There is debate about what Huntington meant here. Perhaps he was hoping to protect the ability of religious groups to exact offerings from those who had committed to pay, even if they no longer professed religion. However, what seems clearer is Huntington’s positive reference to Rhode Island. Rhode Island was a leader in establishing religious freedom of conscience. In Rhode Island, all faiths were welcome to exercise belief, following the teaching of Roger Williams. Williams wrote in his “A Plea for Religious Liberty:”

Sixthly, it is the will and command of God that (since the coming of his Son the Lord Jesus) a permission of the most paganish, Jewish, Turkish, or antichristian consciences and worships, be granted to all men in all nations and countries; and they are only to be fought against with that sword which is only (in soul matters) able to conquer, to wit, the sword of God’s Spirit, the Word of God.

If we are to understand the intent of the First Amendment via what some Representatives said, then it seems important to go further and capture more of the context. Along with the refusal of the first Congress to allow religious tests, Madison’s Amendment provided strong protection for individual conscience without regard to membership in a religious group, such as Christianity. By Fischer’s logic, the Representatives favored Christianity as a religion, the very thing the Amendment expressly prohibited.
Please note that the evidences of Christianity found by Fischer in his reading of the Congressional debate do not cite Christianity. In fact, the phrases he believes prove that the Constitution only protects versions of Christianity (denomination of religion, religious sect, etc.) were not kept in the final amendment. Even if some legislators only wanted to protect Christian sects, the final wording did not do so.
Furthermore, direct references to Christianity were not a part of the debate on Madison’s amendment. In fact, there is a perfectly good word for Christianity that was not used in any versions of the First Amendment – that word is Christianity. Instead, those debating Madison’s amendment stuck with the general word religion.
Finally, let me examine one additional precursor to the debate on religious freedom. The Virginia legislature passed a law regarding religious freedom in 1786. You can read the entire statute here. Of interest to understand the thinking of Jefferson and other legislators on religious freedom is an amendment to the statute which ultimately failed. Thomas Jefferson in his collected works, tells the story: 

The bill for establishing religious freedom, the principles of which had, to a certain degree, been enacted before, I had drawn in all the latitude of reason and right. It still met with opposition; but, with some mutilations in the preamble, it was finally passed; and a singular proposition proved that its protection of opinion was meant to be universal. Where the preamble declares, that coercion is a departure from the plan of the holy author of our religion, an amendment was proposed, by inserting the word “Jesus Christ,” so that it should read, “a departure from the plan of Jesus Christ, the holy author of our religion;” the insertion was rejected by a great majority, in proof that they meant to comprehend, within the mantle of its protection, the Jew and the Gentile, the Christian and Mahometan, the Hindoo, and Infidel of every denomination.

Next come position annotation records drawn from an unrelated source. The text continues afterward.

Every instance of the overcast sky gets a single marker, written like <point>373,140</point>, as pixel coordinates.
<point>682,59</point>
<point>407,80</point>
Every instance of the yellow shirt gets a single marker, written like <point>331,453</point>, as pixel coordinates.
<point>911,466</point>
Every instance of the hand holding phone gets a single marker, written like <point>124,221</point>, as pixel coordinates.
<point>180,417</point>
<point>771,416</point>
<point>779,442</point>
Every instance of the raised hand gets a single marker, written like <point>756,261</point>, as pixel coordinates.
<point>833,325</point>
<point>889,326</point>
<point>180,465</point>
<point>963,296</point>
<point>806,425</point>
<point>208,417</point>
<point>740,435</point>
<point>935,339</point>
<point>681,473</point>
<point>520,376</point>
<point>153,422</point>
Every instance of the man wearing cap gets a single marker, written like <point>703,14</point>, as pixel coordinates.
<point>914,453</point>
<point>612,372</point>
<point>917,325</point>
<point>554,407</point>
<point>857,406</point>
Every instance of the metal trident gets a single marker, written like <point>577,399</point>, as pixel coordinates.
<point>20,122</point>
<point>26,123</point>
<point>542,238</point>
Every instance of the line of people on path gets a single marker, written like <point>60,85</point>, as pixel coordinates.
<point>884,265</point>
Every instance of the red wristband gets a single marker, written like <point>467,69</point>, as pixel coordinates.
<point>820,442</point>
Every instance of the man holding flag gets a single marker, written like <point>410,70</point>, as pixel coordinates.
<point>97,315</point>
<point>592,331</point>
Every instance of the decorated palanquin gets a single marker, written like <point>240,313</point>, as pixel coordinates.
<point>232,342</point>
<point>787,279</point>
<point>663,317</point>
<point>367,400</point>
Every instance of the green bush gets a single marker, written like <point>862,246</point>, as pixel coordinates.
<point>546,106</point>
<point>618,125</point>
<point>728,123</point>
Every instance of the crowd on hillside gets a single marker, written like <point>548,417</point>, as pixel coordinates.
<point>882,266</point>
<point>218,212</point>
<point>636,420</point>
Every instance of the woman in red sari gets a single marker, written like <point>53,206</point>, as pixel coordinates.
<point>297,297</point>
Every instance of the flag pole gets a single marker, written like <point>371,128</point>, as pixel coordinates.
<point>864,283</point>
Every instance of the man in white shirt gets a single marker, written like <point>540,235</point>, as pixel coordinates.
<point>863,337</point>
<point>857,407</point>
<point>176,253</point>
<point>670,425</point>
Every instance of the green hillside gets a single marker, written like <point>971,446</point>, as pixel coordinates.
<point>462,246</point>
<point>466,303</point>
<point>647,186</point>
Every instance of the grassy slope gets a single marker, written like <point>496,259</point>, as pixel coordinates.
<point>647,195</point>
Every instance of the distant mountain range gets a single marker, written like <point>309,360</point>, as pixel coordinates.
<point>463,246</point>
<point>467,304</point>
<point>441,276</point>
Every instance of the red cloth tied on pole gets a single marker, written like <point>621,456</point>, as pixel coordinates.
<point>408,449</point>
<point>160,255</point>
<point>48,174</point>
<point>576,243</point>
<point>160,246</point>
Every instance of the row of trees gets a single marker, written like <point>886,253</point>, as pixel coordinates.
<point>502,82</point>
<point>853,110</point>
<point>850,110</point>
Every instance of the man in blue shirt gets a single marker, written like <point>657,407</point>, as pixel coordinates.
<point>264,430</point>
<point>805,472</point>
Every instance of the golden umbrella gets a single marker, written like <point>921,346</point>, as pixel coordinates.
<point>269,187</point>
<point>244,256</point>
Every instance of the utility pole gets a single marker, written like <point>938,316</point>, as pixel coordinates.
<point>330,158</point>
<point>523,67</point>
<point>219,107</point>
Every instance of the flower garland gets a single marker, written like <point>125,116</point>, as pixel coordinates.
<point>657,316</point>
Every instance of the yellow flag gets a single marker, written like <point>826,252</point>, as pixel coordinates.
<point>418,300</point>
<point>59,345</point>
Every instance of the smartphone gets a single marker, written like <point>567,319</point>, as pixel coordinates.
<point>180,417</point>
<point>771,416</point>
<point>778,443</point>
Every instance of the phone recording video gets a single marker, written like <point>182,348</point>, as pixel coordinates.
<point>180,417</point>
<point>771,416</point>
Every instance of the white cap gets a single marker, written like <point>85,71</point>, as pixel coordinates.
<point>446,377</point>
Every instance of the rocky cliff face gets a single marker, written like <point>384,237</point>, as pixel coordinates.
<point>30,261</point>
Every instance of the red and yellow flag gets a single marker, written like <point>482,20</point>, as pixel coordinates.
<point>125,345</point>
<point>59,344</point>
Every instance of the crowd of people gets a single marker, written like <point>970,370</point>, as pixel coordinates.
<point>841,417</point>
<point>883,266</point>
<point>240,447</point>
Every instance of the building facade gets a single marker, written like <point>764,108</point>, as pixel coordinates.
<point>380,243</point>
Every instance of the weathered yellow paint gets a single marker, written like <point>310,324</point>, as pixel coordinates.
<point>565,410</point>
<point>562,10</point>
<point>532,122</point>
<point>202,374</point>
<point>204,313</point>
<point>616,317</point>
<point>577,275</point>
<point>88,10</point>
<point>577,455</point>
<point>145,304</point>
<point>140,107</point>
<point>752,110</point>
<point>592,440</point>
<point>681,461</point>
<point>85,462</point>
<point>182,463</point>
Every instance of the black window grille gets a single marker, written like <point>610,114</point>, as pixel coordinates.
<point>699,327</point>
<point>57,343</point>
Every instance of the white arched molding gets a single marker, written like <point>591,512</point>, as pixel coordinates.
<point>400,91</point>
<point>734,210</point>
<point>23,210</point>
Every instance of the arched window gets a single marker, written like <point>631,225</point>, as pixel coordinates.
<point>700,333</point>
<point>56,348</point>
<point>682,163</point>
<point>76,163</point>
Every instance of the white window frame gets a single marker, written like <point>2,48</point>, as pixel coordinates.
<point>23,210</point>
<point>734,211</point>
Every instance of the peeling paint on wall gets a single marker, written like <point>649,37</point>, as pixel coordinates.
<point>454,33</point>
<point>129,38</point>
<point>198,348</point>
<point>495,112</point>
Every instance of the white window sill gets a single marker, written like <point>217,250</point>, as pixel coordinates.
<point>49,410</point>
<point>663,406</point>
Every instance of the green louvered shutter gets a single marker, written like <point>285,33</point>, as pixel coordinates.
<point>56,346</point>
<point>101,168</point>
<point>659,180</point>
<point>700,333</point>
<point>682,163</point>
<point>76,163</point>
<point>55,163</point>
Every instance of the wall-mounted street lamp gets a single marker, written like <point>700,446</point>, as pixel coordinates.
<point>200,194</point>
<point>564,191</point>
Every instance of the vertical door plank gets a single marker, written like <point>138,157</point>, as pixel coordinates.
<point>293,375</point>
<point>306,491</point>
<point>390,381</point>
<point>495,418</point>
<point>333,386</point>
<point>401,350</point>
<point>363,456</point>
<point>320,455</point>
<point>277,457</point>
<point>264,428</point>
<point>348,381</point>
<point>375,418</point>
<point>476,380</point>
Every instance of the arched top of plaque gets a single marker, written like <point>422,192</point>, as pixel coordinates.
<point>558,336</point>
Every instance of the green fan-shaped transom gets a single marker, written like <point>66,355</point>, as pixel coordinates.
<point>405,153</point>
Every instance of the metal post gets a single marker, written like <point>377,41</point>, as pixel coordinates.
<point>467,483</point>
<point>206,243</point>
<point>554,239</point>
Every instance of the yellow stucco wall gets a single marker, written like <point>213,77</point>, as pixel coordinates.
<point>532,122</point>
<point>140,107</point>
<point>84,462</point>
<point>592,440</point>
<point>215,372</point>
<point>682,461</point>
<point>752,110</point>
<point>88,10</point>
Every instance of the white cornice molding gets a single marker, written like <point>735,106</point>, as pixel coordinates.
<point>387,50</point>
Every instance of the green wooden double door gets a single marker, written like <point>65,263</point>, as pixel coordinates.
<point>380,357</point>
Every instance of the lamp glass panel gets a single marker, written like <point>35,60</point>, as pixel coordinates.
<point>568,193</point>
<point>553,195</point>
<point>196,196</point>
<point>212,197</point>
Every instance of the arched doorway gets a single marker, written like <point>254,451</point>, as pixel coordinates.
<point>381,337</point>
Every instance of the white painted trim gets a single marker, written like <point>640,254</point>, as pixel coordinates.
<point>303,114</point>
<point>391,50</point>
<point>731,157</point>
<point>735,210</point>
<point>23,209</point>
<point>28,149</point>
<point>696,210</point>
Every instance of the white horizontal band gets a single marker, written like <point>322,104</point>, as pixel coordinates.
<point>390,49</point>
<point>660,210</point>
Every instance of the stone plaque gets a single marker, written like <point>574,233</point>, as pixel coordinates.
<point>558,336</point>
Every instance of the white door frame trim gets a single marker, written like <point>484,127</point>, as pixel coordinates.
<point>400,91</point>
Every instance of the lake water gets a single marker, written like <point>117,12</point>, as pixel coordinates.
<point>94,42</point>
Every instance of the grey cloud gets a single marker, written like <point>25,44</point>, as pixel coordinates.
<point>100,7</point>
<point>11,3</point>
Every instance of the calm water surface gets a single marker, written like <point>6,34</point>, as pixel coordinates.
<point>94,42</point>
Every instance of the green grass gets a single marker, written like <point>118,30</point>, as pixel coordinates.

Fischer apparently refers to the Virginia case in his column but dismisses the relevance of it.

Some critics have pointed to the religious liberty plank in the Virginia constitution, and the statement of some of its advocates at the time that it specifically provided for the free exercise of Islam as well as Buddhism and Hinduism. But this only illustrates my point, because that has to do with religious expression in a state constitution, not the federal constitution.

While the application is indeed limited to Virginia, this passage does speak to Fischer’s contention that the Founders meant Christianity when they said religion. Jefferson and no doubt fellow Virginian Madison had the broader view of religion as an expression of individual liberty of conscience.
Ultimately, in my opinion, Fischer’s effort to prove that the First Amendment establishes Christianity as a state religion fails.